Using KFold cross validation to get MAE for each data split

Question

I want to get mean absolute error (MAE) for each split of data using 5-fold cross validation. I have built a custom model using Xception.

Hence, to try this, I coded the following:

# Data Generators:
train_gen = flow_from_dataframe(core_idg, train_df, 
                                path_col = 'path',
                                y_col = 'boneage_zscore', 
                                target_size = IMG_SIZE,
                                color_mode = 'rgb',
                                batch_size = 32,
                                shuffle = True)

X_train, Y_train = next(train_gen)

#-----------------------------------------------------------------------
# Custom Model initiation:
    
base_model = Xception(input_shape = X_train.shape[1:], include_top = False, weights = 'imagenet')
base_model.trainable = True

model = Sequential()
model.add(base_model)
model.add(GlobalMaxPooling2D())
model.add(Flatten())

model.add(Dense(16, activation = 'relu'))
model.add(Dense(1, activation = 'linear'))

def mae_months(in_gt, in_pred):
    return mean_absolute_error(boneage_div * in_gt, boneage_div * in_pred) 

# Compile model
adam = Adam(learning_rate = 0.0005)
model.compile(loss = 'mse', optimizer = adam, metrics = [mae_months])

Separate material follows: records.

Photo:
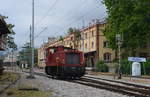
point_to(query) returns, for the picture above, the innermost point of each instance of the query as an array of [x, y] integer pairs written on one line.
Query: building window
[[92, 44], [105, 44], [107, 57]]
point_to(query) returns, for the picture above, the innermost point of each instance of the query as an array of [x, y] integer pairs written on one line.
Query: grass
[[14, 92], [7, 77]]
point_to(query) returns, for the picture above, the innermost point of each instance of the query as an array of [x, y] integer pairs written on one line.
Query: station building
[[91, 41]]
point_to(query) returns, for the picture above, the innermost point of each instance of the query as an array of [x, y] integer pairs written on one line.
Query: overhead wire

#-----------------------------------------------------------------------
# KFold
n_splits = 5
kf = KFold(n_splits = n_splits, shuffle = True, random_state = 42)

I coded up to KFold, but now I am stuck with proceeding to the cross validation step to get MAE for each data splits?

A post here suggests a for loop for each Kfold splits, but that's only if the model such as DecisionTreeRegressor() is used instead of a custom model using Xception like mine?

UPDATE

After referring to the suggestion below, I applied the code as follows after the using KFold:

# Data Generators:
train_gen = flow_from_dataframe(core_idg, train_df, 
                                path_col = 'path',
                                y_col = 'boneage_zscore', 
                                target_size = IMG_SIZE,
                                color_mode = 'rgb',
                                batch_size = 1024,
                                shuffle = True)
...
...
...

mae_list = []
n_splits = 5
kf = KFold(n_splits = n_splits, shuffle = True, random_state = 42)
split = kf.split(X_train, Y_train) # X_train, Y_train = next(train_gen) from above

for train, test in split:
    x_train, x_test, y_train, y_test = X_train[train], X_train[test], Y_train[train], Y_train[test]
    history = model.fit(x_train, y_train, validation_data = (x_test, y_test), batch_size = 16)
    pred = model.predict(x_test, batch_size = 8)
    err = mean_absolute_error(y_test, pred)
    mae_list .append(err)

I set the batch size of train_gen to like 1024 first then run the code above, however, I get the following error:

52/52 [==============================] - 16s 200ms/step - loss: 0.9926 - mae_months: 31.5353 - val_loss: 4.4153 - val_mae_months: 81.5463
52/52 [==============================] - 9s 172ms/step - loss: 0.4185 - mae_months: 21.4242 - val_loss: 0.7401 - val_mae_months: 29.3815
52/52 [==============================] - 9s 172ms/step - loss: 0.2930 - mae_months: 17.3729 - val_loss: 0.5628 - val_mae_months: 23.9055
 9/52 [====>.........................] - ETA: 7s - loss: 0.2355 - mae_months: 16.7444

ResourceExhaustedError                    Traceback (most recent call last)
Input In [11], in <cell line: 9>()
     10 x_train, x_test, y_train, y_test = X_train[train], X_train[test], Y_train[train], Y_train[test]
     11 # model = boneage_model()
     12 # history = model.fit(train_gen, validation_data = (x_test, y_test))
---> 13 history = model.fit(x_train, y_train, validation_data = (x_test, y_test), batch_size = 16)
     14 pred = model.predict(x_test, batch_size = 8)
     15 err = mean_absolute_error(y_test, pred)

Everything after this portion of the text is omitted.